Under Suharto, Chinese New Year celebrations were confined to temples and private homes.
When Abdurrahman “Gus Dur” Wahid was in office, he allowed Chinese Indonesians to celebrate their important days and freely express their culture.
ISLAM CELEBRATES DIVERSITY OF CULTURES: CLERIC
Islamic cleric Yusman Iriansyah believes that it is acceptable for Muslims to participate in Chinese New Year celebrations.
“Islam encourages visiting relatives and maintaining close ties with their families even if they are not Muslim,” Mr Iriansyah told CNA.
“Chinese New Year is a product of culture and tradition. Islam celebrates the diversity of cultures as long as they are not in direct conflict with the teachings of Islam.”
Mr Iriansyah is one of the caretakers of the Lautze Mosque, a place of worship for the Chinese Muslim community in the predominantly Chinese neighbourhood of Sawah Besar, Central Jakarta.
And Chinese traditions are observed at the mosque, adorned in the auspicious colours of red and yellow.
The mosque’s exterior, converted from a four-storeyed shop, bears a slight resemblance to a traditional Chinese house.
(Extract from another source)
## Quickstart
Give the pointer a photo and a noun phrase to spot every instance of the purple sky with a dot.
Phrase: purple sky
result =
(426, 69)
Inside, the walls are adorned with words of the Quran but written in Chinese-style calligraphy.
“This is another example of how Islam celebrates diversity and can accommodate different cultures and traditions,” Mr Iriansyah said.
According to a 2010 census – the last time Indonesians were asked to identify their ethnicity – 1.2 per cent (around 2.8 million people) of Indonesia’s 242 million population identified themselves as being of Chinese heritage.
Out of Indonesia’s Chinese population, 5.4 per cent were Muslims (around 153,000).
PERIOD OF ADJUSTMENT FOR ISLAM CONVERTS
For Chinese Indonesians who convert to Islam, some undergo a period of adjustment as they navigate new identities.
Mr Priyanto said it took him quite a while to overcome the awkward feeling of being both the only Chinese at a mosque and the only Muslim in his family.
“I used to be afraid of going into a mosque because I felt like people would stare at me for being different,” Mr Priyanto, who converted to Islam in 2009, recounted.
“At first, my family couldn’t accept me converting to Islam. But eventually, they saw how I remained the same person. Particularly, how I still came to celebrate Chinese New Year with them.”
Mr Kurniadi said he once considered avoiding family gatherings, including those during Chinese New Year, particularly in the first few years after he converted in 2002.
He said it was very tough during his first Chinese New Year reunion dinner after he converted, as his family asked why he didn’t eat his favourite dishes made with pork.
Over time, his family’s attitude changed, especially after he got married and had children.
“Now, whenever I come for a reunion dinner, my mother would inform me which dishes are safe (halal) for me and my family to eat,” he said.